18 Sep Film review: Amy Berg's Janis Joplin doc digs deep

Documentarian Amy Berg uncovers previously untold stories about Janis Joplin that paint an intimate, affecting portrait of the music legend, writes critic Owen Gleiberman.

bbc.com
By Owen Gleiberman
18 September 2015

The whole world knows that Janis Joplin died from a heroin overdose in 1970. But here’s something that you probably didn’t know, and it’s one of many eye-opening tales in the splendid new documentary Janis: Little Girl Blue. The year before she died, Janis got clean. She quit drugs and stayed off them for six months. The man she loved, a globe-trotting counterculture wanderer, had left her because of the heroin. But once she put the high life behind her, she created the greatest music of her life – the blissed-out, soul-shaking songs (Get it While You Can, Me and Bobby McGee) that would become Pearl, her posthumously released final album.

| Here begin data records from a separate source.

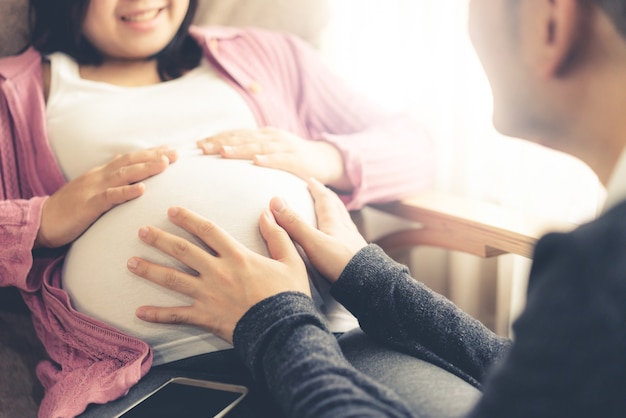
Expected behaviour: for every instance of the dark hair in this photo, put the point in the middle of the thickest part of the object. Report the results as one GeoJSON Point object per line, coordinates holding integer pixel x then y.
{"type": "Point", "coordinates": [616, 11]}
{"type": "Point", "coordinates": [56, 26]}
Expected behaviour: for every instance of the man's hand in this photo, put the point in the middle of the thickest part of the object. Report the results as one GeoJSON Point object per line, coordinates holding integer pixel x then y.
{"type": "Point", "coordinates": [230, 278]}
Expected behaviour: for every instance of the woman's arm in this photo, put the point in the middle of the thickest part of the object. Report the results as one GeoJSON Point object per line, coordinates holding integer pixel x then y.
{"type": "Point", "coordinates": [286, 345]}
{"type": "Point", "coordinates": [382, 155]}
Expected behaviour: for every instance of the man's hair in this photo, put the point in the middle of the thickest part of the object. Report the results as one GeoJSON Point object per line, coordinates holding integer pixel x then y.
{"type": "Point", "coordinates": [57, 26]}
{"type": "Point", "coordinates": [616, 11]}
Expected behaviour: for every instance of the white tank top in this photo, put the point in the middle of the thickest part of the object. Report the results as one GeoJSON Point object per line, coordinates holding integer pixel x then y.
{"type": "Point", "coordinates": [91, 122]}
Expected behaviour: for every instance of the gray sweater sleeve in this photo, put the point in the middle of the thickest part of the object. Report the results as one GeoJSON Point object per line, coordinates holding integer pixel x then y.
{"type": "Point", "coordinates": [400, 312]}
{"type": "Point", "coordinates": [285, 343]}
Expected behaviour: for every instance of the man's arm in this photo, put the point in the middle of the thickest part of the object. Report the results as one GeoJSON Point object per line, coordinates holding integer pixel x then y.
{"type": "Point", "coordinates": [400, 312]}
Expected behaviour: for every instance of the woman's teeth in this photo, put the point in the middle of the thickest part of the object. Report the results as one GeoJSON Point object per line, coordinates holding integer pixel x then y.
{"type": "Point", "coordinates": [142, 17]}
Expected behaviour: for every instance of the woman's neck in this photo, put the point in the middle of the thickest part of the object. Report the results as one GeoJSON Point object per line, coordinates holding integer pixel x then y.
{"type": "Point", "coordinates": [123, 73]}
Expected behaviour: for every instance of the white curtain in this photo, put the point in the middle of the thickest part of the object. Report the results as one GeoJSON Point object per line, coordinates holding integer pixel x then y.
{"type": "Point", "coordinates": [416, 56]}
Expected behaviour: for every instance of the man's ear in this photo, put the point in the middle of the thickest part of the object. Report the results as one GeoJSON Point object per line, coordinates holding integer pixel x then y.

As the recording sessions were nearing completion, Janis wanted to celebrate, and that’s when she relapsed, taking out the needle once more to shoot up in her motel room. The day after her death, a telegram from her lover was discovered at the motel desk: he was desperate to reunite with her. But Janis never got the message.

It can be thrilling to see a great documentary on a subject you know nothing about. But there’s a special, rich, satisfying pleasure that comes of seeing a doc about someone you feel you know almost too well, and by the end the film has brought you so close to her that in your imagination, she’s been reborn.

Janis: Little Girl Blue, directed by Amy Berg (the documentarian behind West of Memphis and Deliver Us From Evil), is that kind of movie. It’s only 92 minutes long, but it draws the audience into a magisterial biography; it’s electric, intimate and heartbreaking. The film suggests that there was a sadness – a self-hatred – that shadowed Janis Joplin. At the same time she could be intensely joyful and one of the film’s revelations is that Janis the dissolute hippie, wrapping herself in feather boas and talking in ’60s jive, was an artificial creation: a cover-up for the sophisticated, quietly articulate woman she really was. Maybe that’s why she got along so famously with Dick Cavett, the talk-show host who turned Janis’ guest appearances into unlikely flirt-a-thons. Berg interviews Cavett, who is hilariously coy about whether he and Joplin ever slept together, but it’s clear that these two had more in common than the culture could see or handle.

In an age when the lives of pop stars are so relentlessly on display, documentary filmmakers are devising new ways to dive deep into the kind of archival material that would normally fuel an exhaustive written biography. The recent Kurt Cobain documentary Montage of Heck was a head-spinning immersion in Cobain’s notebooks, youthful drawings, and home videos, and Amy, this year’s hit Amy Winehouse doc, used a treasure trove of private video footage to transcend the beehive and cat’s-eye mascara, making it feel, amazingly, like you’d never seen (or heard) Amy Winehouse before. In Little Girl Blue, Berg brings off something comparable: she employs a vast array of early photographs, and also entries from Joplin’s diary (read by the musician Cat Power), to create an intimate portrait of Janis the unruly free spirit. Growing up in a parochial Texas town in the 1950s, the teenage Joplin was ridiculed for her looks, and there was nothing romantic about her ‘outcast’ status. It scarred her for life. There’s an astounding clip in which she goes back, as a rock star, to her high school reunion, and when talking to a reporter she still can’t get past the pain.

Moving to San Francisco, Janis joined the band Big Brother and the Holding Company, and her coming-out party was the Monterey Pop Festival. That’s where a large audience first experienced the high drama of her writhing, screaming majesty on stage. Little Girl Blue is a testament to the primal feminine power that she brought into the world through rock ‘n roll. And part of the film’s fascination is the way her concert performances seem less freaky now, and much more controlled and expressive.

We see Janis the perfectionist in the recording studio, arguing with her bandmates about how to give lyrical shape to a song like Summertime, and the interviews Berg conducts with the members of Big Brother (including Sam Andrew, the one Janis was closest to, who died earlier this year) are moving testaments to the hidden work and turmoil that went into creating the ’60s. When Joplin quit the band, in 1968, it was the right moment for her to leave and evolve, yet it left her unmoored. Only in 1970, making Pearl as a solo artist and working hard to give up heroin, did she find herself. Little Girl Blue suggests that if Joplin had lived, her music would have continued to thrive. I think that’s true, but it’s part of the melancholy mythology of Janis Joplin that her career, cut so tragically short, feels staggeringly complete, even though the reality is that she was just getting started.